On 1 July, the day after the full Board was appointed, I lodged with the Reserve Bank a request for

…copies of all material relating to appointments to the new Reserve Bank Board, including all material relating to appointments to the “transition board”. 

Without limitation, this request includes all papers and other material generated within the Bank (other than of a purely administrative nature), any advice to/from or discussions with The Treasury, and any advice to and interaction with the Minister of Finance or his office on these issues.

It was directly parallel to similar requests lodged with the Minister and with The Treasury (both of whom responded substantively).

On 13 July, one of the many communications staffers got in touch to tell me

We have transferred your request to the Treasury as the information is believed to be more closely connected with the functions of the Treasury.
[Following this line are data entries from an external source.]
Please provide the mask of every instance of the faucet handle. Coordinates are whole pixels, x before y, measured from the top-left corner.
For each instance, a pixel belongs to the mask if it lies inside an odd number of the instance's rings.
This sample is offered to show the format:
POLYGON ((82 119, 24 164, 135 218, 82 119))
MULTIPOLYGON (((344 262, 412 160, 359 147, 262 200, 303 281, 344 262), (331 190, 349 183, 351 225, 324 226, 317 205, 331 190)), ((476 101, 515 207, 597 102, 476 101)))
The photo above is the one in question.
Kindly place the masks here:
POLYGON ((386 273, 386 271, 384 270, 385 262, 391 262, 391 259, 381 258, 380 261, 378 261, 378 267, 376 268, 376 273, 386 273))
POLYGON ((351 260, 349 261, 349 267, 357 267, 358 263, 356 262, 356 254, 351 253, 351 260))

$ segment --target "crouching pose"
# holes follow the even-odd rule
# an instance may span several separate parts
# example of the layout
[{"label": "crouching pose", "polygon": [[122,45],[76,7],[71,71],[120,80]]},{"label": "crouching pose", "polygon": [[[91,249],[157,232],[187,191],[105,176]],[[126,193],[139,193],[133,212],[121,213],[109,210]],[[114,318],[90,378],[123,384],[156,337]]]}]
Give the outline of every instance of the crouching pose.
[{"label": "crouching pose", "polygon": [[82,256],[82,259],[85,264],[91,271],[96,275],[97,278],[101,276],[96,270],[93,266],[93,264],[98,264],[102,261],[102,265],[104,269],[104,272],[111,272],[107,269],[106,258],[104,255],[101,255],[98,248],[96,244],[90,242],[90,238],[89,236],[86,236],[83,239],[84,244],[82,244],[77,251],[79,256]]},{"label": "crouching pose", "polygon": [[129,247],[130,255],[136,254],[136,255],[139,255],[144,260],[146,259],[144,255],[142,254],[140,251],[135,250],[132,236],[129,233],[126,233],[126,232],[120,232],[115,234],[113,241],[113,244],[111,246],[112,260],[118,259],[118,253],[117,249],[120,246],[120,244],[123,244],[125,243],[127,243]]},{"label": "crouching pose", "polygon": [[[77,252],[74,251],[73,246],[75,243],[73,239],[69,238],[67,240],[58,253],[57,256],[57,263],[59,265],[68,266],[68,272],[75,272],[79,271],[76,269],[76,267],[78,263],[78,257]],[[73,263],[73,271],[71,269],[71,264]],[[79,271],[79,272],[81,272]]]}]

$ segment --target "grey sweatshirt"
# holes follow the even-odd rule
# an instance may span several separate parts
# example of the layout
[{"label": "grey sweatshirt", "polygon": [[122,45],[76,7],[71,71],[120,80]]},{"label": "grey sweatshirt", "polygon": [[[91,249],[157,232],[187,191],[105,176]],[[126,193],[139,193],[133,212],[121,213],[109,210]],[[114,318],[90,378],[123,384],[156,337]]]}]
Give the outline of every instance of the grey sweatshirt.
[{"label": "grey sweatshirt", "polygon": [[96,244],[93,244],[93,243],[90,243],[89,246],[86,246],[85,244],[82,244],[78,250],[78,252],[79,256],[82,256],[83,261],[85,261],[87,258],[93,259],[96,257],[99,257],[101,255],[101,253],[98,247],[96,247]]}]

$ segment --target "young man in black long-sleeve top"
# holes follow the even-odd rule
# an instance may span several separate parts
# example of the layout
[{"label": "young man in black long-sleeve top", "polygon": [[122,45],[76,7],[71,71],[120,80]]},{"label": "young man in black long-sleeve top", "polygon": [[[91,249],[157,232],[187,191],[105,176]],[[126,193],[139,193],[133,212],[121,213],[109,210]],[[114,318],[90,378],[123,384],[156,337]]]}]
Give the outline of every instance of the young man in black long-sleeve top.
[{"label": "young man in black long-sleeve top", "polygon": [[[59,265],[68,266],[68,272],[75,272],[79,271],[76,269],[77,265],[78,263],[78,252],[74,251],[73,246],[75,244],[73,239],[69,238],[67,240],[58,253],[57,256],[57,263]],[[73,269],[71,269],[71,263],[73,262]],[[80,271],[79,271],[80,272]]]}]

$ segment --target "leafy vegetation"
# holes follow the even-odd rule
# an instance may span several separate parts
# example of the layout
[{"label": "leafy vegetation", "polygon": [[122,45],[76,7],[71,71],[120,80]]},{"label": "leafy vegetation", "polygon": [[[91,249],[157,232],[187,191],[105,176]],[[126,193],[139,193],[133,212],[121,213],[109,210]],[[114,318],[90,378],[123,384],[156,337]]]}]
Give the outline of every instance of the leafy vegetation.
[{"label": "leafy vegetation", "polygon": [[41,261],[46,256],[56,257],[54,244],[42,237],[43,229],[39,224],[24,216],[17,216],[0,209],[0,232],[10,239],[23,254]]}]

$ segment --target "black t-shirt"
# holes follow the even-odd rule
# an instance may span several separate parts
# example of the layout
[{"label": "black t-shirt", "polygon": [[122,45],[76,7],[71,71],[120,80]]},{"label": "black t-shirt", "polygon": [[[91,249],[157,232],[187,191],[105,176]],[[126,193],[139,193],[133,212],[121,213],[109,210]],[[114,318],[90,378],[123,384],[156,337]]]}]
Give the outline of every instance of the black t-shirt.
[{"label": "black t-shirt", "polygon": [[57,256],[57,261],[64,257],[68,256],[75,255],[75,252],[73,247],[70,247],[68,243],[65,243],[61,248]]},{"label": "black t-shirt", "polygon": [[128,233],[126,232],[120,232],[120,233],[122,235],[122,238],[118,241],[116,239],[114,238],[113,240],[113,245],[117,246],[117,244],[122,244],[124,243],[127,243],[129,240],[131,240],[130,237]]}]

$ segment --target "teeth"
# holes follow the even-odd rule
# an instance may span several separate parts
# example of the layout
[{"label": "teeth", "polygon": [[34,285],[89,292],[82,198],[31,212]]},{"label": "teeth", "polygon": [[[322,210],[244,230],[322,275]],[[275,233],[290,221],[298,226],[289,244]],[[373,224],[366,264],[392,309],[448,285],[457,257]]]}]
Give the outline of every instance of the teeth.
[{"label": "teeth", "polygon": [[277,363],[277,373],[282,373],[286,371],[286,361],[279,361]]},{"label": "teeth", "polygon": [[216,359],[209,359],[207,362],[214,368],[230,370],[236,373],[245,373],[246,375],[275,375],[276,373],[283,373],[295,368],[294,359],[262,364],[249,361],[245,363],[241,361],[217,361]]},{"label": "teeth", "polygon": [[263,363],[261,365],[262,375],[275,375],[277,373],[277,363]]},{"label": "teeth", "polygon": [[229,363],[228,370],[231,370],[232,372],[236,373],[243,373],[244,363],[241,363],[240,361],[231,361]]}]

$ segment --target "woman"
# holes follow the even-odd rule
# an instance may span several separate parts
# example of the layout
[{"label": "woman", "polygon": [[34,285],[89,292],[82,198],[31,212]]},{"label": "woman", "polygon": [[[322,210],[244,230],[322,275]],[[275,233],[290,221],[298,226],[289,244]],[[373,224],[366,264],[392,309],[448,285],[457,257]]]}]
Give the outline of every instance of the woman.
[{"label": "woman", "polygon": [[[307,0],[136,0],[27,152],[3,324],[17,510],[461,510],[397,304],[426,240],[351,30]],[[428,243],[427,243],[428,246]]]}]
In these circumstances, we are required by section 14 of the OIA to transfer your request.

You will hear further from the Treasury concerning your request.

I rolled my eyes – it was evidently a ploy (note I explicitly asked about material generated within the Bank, which other agencies would not necessarily be expected to have) and no doubt the Bank knew by then of my other requests – but did nothing more while I waited for responses from the Minister and The Treasury.

Having received those responses, on 3 September I went back to the Bank to renew my request (all on the same email chain, so there was no ambiguity about what the request was)

I am writing to renew my request.  You transferred the request to The Treasury, but (as I’m sure you know) their release provided nothing on anything the Bank, its staff or management, Board or “transitional board” members said, wrote or did.  I now know from the responses to similar OIAs to The Treasury and to the Minister of Finance, that the Board chair was involved in the selection of new board and transitional board members, Rodger Finlay (then a “transitional board” member) served on the interview panel for the second round of Board appointees, that RB legal staff had discussed issues around potential conflicts of interest for Rodger Findlay.    Against that backdrop (and the media coverage of the Findlay situation in late June), it is inconceivable that there were no papers, emails or the like on any matters relating to the selection and appointment of Board members, whether or not such material was conveyed to The Treasury or to Minister.

That was almost two months ago. It was only yesterday I thought to check up on it and have sent them a note pointing out that I did not yet appear to have had a response. It increasingly appears as though the request will have to be referred to the Ombudsman.

But no doubt the Governor and his colleagues will keep on with the spin about being a highly transparent central bank. At this point, you really wonder what they can have left to hide, but perhaps the secrecy and obstructiveness is just some point of unprincipled principle?

UPDATE: About 40 minutes after this post went out I had an email from the Reserve Bank offering what appears to be a fairly abject apology for allowing this request to have fallen through the cracks, promising process improvements etc. Accidents happen, system aren’t foolproof (even with 20 comms staff), so I am inclined to take them at their word, but I guess it means I might finally get a response by Christmas.